"Despite years of learning English, it is observed widely that Chinese university students are unwilling to use English language to communicate orally both in and outside classroom contexts. This causes significant consequences for students, their learning, social participation, and achieving instructional objectives. One of the major causes for students' reticence to use English language to communicate orally is believed to be the practices of face-saving or linguistic shame and shaming. The proposed study aims to investigate how students' face-saving behaviours that hinder their oral communication are accommodated by university English language instructors in classrooms. The study follows a mixed-method research paradigm, which collects data in three phases via three different instruments.

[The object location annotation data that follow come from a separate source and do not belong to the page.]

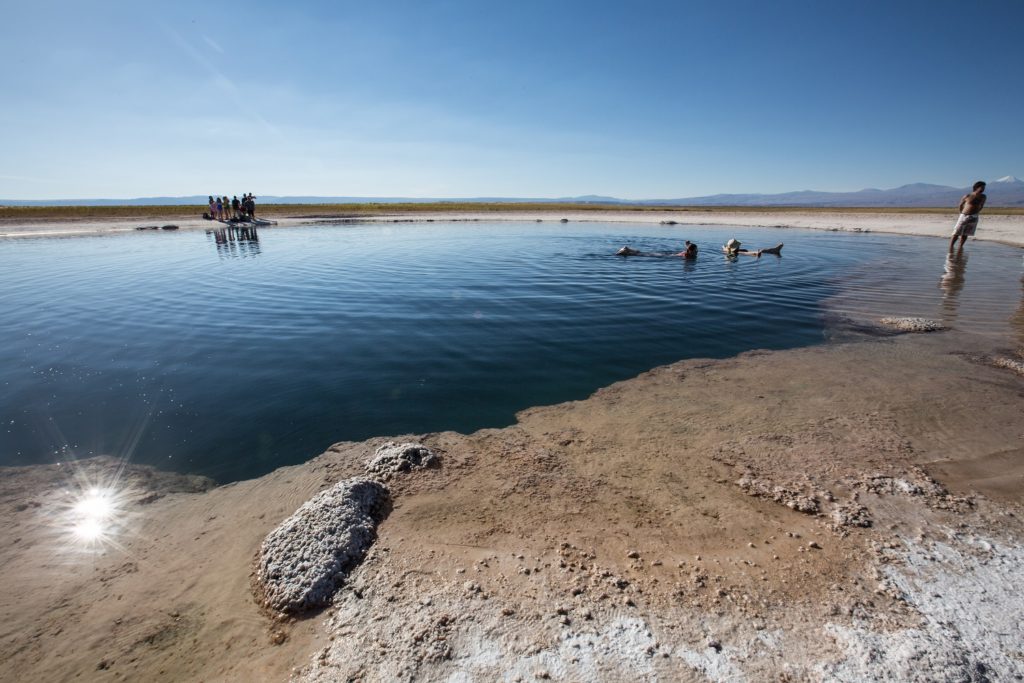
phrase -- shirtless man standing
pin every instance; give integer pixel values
(971, 206)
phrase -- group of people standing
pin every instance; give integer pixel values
(235, 209)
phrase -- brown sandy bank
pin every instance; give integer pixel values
(1006, 228)
(605, 539)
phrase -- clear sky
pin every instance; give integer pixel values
(527, 98)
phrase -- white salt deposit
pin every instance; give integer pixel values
(972, 619)
(303, 561)
(912, 324)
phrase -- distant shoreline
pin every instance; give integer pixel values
(1001, 225)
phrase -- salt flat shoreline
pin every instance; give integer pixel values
(1007, 229)
(701, 521)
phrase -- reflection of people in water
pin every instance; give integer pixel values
(951, 283)
(236, 242)
(1017, 321)
(733, 248)
(689, 251)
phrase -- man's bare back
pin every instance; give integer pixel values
(973, 203)
(971, 206)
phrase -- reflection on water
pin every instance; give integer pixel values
(236, 241)
(1017, 322)
(343, 334)
(951, 283)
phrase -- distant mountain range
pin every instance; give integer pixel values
(1006, 191)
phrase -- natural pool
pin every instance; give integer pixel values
(230, 357)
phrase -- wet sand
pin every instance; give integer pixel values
(701, 521)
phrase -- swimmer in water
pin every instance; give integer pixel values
(690, 251)
(733, 248)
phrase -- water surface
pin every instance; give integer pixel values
(230, 355)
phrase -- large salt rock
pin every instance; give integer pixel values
(303, 561)
(393, 458)
(912, 324)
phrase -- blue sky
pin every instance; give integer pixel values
(639, 99)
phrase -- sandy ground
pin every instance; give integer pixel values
(849, 512)
(647, 532)
(1006, 229)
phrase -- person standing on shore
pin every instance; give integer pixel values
(971, 205)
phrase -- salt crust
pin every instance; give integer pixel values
(912, 324)
(393, 458)
(967, 593)
(304, 560)
(1009, 364)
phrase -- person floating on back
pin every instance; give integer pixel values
(733, 248)
(971, 205)
(690, 251)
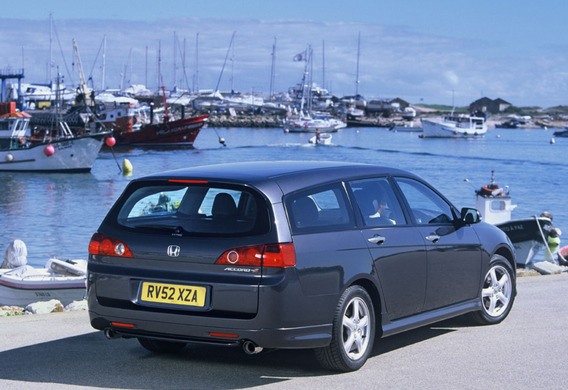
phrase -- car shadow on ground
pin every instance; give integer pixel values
(92, 360)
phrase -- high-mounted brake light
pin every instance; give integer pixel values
(271, 255)
(107, 246)
(188, 181)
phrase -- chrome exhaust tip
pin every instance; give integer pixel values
(251, 348)
(111, 334)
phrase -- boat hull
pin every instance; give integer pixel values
(181, 132)
(314, 125)
(16, 291)
(527, 236)
(75, 154)
(468, 128)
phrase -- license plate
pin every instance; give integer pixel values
(175, 294)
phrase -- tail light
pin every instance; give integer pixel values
(271, 255)
(107, 246)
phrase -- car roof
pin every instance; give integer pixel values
(289, 175)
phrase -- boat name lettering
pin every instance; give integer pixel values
(63, 145)
(42, 294)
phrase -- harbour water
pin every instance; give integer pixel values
(56, 214)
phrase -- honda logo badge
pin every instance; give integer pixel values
(173, 250)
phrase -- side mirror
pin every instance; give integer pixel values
(470, 216)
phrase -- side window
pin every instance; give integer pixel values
(377, 202)
(319, 209)
(426, 206)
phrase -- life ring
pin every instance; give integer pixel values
(491, 190)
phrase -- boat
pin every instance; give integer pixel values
(510, 124)
(321, 139)
(307, 124)
(308, 121)
(454, 126)
(528, 235)
(22, 284)
(179, 132)
(45, 150)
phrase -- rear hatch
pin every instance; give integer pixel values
(183, 245)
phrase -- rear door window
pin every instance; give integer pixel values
(377, 202)
(319, 209)
(427, 207)
(200, 209)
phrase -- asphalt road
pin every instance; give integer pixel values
(529, 350)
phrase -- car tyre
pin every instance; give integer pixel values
(161, 346)
(353, 332)
(497, 292)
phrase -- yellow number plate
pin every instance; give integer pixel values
(173, 294)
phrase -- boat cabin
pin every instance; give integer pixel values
(14, 126)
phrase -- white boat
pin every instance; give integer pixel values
(21, 284)
(321, 139)
(51, 151)
(528, 235)
(454, 126)
(306, 124)
(308, 121)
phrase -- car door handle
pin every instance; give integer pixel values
(376, 239)
(433, 237)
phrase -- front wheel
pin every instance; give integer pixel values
(353, 332)
(497, 293)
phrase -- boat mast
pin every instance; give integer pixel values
(104, 64)
(50, 52)
(358, 53)
(272, 68)
(323, 63)
(197, 63)
(175, 47)
(225, 62)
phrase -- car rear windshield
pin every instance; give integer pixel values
(194, 209)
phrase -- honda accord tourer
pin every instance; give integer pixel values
(284, 254)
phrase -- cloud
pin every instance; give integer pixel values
(451, 78)
(394, 61)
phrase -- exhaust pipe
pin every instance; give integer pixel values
(111, 334)
(251, 348)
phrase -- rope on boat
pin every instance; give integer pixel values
(545, 240)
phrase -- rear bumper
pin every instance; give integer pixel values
(225, 331)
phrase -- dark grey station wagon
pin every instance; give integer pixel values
(320, 255)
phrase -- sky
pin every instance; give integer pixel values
(448, 52)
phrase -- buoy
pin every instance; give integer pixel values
(49, 150)
(126, 167)
(110, 141)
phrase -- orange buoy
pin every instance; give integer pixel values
(110, 141)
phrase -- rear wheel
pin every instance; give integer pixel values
(497, 293)
(161, 346)
(353, 332)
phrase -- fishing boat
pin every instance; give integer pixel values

EFL instructors, recruited through snowball sampling, from three universities in Guangdong China will be participants in the study. In the first phase of data collection, a survey will be administered to extract data to explore participants' attitudes towards their students' face-saving behaviours in classes. During the second phase, data will be collected using classroom observations. The data collected during the first and second phases will be analysed to facilitate the third phase of data collection, which will involve semi-structured interviews to explore further the strategies adopted by the participants to deal with students' face-saving behaviour.
This research offers insights into Chinese university English teachers' practices of coping with their students face-saving behaviours in class. It is expected that findings will have significant implications for the teaching of English oral communication in China in particular and for other similar contexts in general. Additionally, findings will be useful for the design and delivery of language teacher education programs and language teaching curricular.